Compulsory acquisition

Some authorities, usually government agencies, can acquire Crown land compulsorily. Most land acquired this way supports the development of public infrastructure such as schools, roads, hospitals and parks.

NSW acquiring authorities

The NSW Land Acquisition (Just Terms Compensation) Act 1991 (Just Terms Act) gives empowered authorities a process to acquire any interest (legal right) in land for a public purpose. Entities that are authorised by legislation to acquire Crown land compulsorily can use the Just Terms Act. These entities are:

  • statutory bodies representing the Crown
  • councils or joint organisations that come under the Local Government Act 1993
  • any other authority the government permits to compulsorily acquire land.

The department is responsible for the state’s interest in land administered under the Crown Land Management Act 2016. It represents the registered owner’s interest in Crown land that is subject to a compulsory acquisition.

The acquisition process

When Crown land is needed for a specific public purpose, authorities notify the department that they plan to compulsorily acquire any interest in land as defined by the Crown Land Management Act 2016. This can include any Crown reserves, travelling stock reserves, Crown roads and unidentified Crown land, waterways, substratum and stratum lots, easements and commercial leases.

There may be many parties with interests in Crown land other than the registered owner. The Just Terms Act requires the acquiring authority to be satisfied that it has identified all interests in the land.

Before acquiring land, the authority must consider the rights and interests of Aboriginal people and communities. Compulsory acquisition cannot go ahead where there is an undetermined Aboriginal claim over the land.

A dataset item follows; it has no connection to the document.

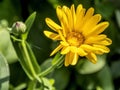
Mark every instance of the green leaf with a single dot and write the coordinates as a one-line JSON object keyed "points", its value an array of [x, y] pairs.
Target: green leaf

Native title applies to all Crown land unless the Federal Court has made a native title determination.

After receiving notice of a compulsory acquisition, the department’s Crown Lands branch follows the review process described in the Acquisition of Crown land Guidelines (PDF, 574.06 KB).

The market value of the land determines the compensation the State of NSW receives for the registered owner’s interest in land that is acquired compulsorily. This is set either by agreement between the department and the authority, or determined by the Office of the Valuer General. A registered valuer sets the market value.

Other parties with an interest in the land may claim compensation.

If the authority acquiring the land wants to access or build on the land while it is held in the Crown estate, the authority should contact the relevant Crown Lands regional services   office on 1300 886 235 to discuss available options.

For more information about compulsory acquisition of Crown land, visit the Frequently asked questions page of the website.

Notifying us of a proposed acquisition

To notify the department of a proposed compulsory acquisition, please use the online notification form. We recommend you get the following information and supporting documents ready before starting the notification form:

  • a description of the proposed acquisition that is detailed enough to understand its full extent and likely effects
  • a detailed site plan, diagram or survey showing the location of the proposed acquisition
  • an Agent’s Authority to Act (if applicable)
  • results of a recent search by Office of the Registrar, Aboriginal Land Rights Act 1983 showing that the proposed acquisition is not affected by an undetermined Aboriginal Land Claim (ALC) OR
  • evidence from the lodging Aboriginal Land Council of agreement with the proposed acquisition and withdrawal of any Aboriginal land claim impacting the site/s of the proposed acquisition
  • a geospatial search report from the National Native Title Tribunal to identify registered native title interests, or in the absence of a registered interest, a statement from the authority as to how it will satisfy the relevant provisions of the Native Title Act 1993
  • an ownership status report from an information broker or the Crown Lands Status Branch identifying the land as Crown land
  • for land that is a travelling stock reserve, a letter of agreement from the relevant Local Land Services office
  • for land identified as a Crown reserve under management, a letter of agreement from the relevant Crown land manager.

Acquisitions under Commonwealth legislation

Authorities empowered by federal legislation to acquire land compulsorily should contact the department’s Crown Lands Acquisition team to discuss the relevant process.